Apple isn't making relatively small chiplets. Apple will likely use TSMC N3 to pull back the Max die size into more the central midrange chip size. Doubtful Apple is going to pivot to relatively small chiplets/tiles. UltraFusion is extremely wide so it takes up lots of die edge space. Make the die area too small and will run the risk of running into problems fitting the necessary I/O all around.
The can also more easily use large chiplets because their Perf/Watt is very good. If power consumption was very high then there would be a greater need for either spacing to manage the thermals or chopping clocks as core count went higher and limited to more bursty Turbo runs.
There is a ton of money being put into more advanced 2.5/3D packaging coming where future SoCs are not going to be limited to a single die for large volume product production. ( An evolutionary step past the relatively simple print a mini PCB board solution the AMD Ryzen chiplets have leveraged for a while).
At some point you can't just keep making the physical chip larger and larger to compete, there needs to be other architectural improvements - again I'm not saying apple cannot do that, just point out making things larger isn't a long term answer.
There is a class of insatiable horsepower consumption users. But there are also a substantial number of workloads were today's system are fast enough to get profitable work done for several years. Mainframes gave way to Minicomputers (actually not so mini physically). desktop PC ate away at bigger brethren for many years. Laptops have eaten away at desktops. etc.

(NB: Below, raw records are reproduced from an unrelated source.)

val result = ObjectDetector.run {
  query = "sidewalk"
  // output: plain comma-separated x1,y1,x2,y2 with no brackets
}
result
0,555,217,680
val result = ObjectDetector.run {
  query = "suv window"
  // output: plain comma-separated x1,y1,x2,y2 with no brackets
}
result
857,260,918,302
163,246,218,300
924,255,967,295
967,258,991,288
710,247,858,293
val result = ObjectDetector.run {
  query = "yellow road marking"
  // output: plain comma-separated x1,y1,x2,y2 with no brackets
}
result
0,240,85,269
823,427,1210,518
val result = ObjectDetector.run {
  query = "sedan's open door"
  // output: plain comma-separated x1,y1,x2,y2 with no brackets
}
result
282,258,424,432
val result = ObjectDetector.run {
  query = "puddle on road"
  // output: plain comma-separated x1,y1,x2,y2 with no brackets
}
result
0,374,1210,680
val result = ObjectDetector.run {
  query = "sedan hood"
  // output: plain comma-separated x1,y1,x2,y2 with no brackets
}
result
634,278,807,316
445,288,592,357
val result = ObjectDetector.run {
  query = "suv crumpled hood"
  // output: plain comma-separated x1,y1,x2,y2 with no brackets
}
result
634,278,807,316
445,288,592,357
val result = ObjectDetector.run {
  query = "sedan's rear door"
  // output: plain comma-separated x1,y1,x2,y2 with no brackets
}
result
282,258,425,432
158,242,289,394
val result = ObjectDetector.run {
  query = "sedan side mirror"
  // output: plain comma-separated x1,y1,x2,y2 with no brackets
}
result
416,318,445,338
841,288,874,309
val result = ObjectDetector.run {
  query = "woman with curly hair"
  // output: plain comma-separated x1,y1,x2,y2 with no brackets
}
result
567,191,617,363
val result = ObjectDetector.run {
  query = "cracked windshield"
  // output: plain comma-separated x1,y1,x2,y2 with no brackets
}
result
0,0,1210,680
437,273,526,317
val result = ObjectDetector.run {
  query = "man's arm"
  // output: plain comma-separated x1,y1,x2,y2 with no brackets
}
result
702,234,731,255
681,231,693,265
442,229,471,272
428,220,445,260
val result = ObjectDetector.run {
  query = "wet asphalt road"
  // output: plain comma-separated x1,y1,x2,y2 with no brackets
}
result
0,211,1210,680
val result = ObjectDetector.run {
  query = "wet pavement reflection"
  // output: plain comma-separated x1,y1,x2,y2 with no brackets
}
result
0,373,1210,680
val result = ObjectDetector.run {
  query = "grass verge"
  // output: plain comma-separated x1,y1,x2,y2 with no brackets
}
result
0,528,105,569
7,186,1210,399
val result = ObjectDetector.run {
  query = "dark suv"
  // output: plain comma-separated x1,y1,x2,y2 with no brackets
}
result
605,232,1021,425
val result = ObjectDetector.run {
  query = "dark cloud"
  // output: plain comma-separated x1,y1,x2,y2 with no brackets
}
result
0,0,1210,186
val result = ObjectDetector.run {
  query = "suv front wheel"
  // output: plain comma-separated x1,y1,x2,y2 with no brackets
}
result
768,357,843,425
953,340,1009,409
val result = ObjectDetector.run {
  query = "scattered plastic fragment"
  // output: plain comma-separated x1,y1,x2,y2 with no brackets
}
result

Should Apple open a window for specialized compute accelerators drivers? Yeah. But is more a problem of deprecating OpenCL but not delivering a robust replacement for it. It is software at least as much as it is hardware.
But the architectural revolution trend line you are getting at there with "Moore Law" running out of steam is likely going to follow a path were "general" workstations will get more specialized over the long term. Part of that is because has SoC foundational building blocks like Arm , GPU , RISC-V licenses where can put together specific enough SoCs without being totally dependent upon a single build everything for everybody generically general purpose chip maker.
This isn't necessarily going to end up where is cheaper commodity stuff on the retail shelves at the upper high end.
P.S. after finishing this saw an article about faster AV1 .
"..
Google could do this by adding Frame Parallel Encoding to heavily multi-threaded configurations. ...
In other words, CPU utilization in programs such as OBS has been reduced, primarily for systems packing 16 CPU threads. As a result, they are allowing users to use those CPU resources for other tasks or increase video quality even higher without any additional performance cost .. "
AV1 content creation will become very important, now with RTX 40-series GPUs supporting the new standard.
www.tomshardware.com
Or can just add hardware AV! encoding and complete blow past that uplift. But chaning the viewpoint from 16 cores is extremely rare to being a 'reasonable' requirement actually can change performance without adding yet even more cores to run the other algorithm limited code faster or break out the extra large Turbo, flogging whip to make the old algorithm limited code run faster.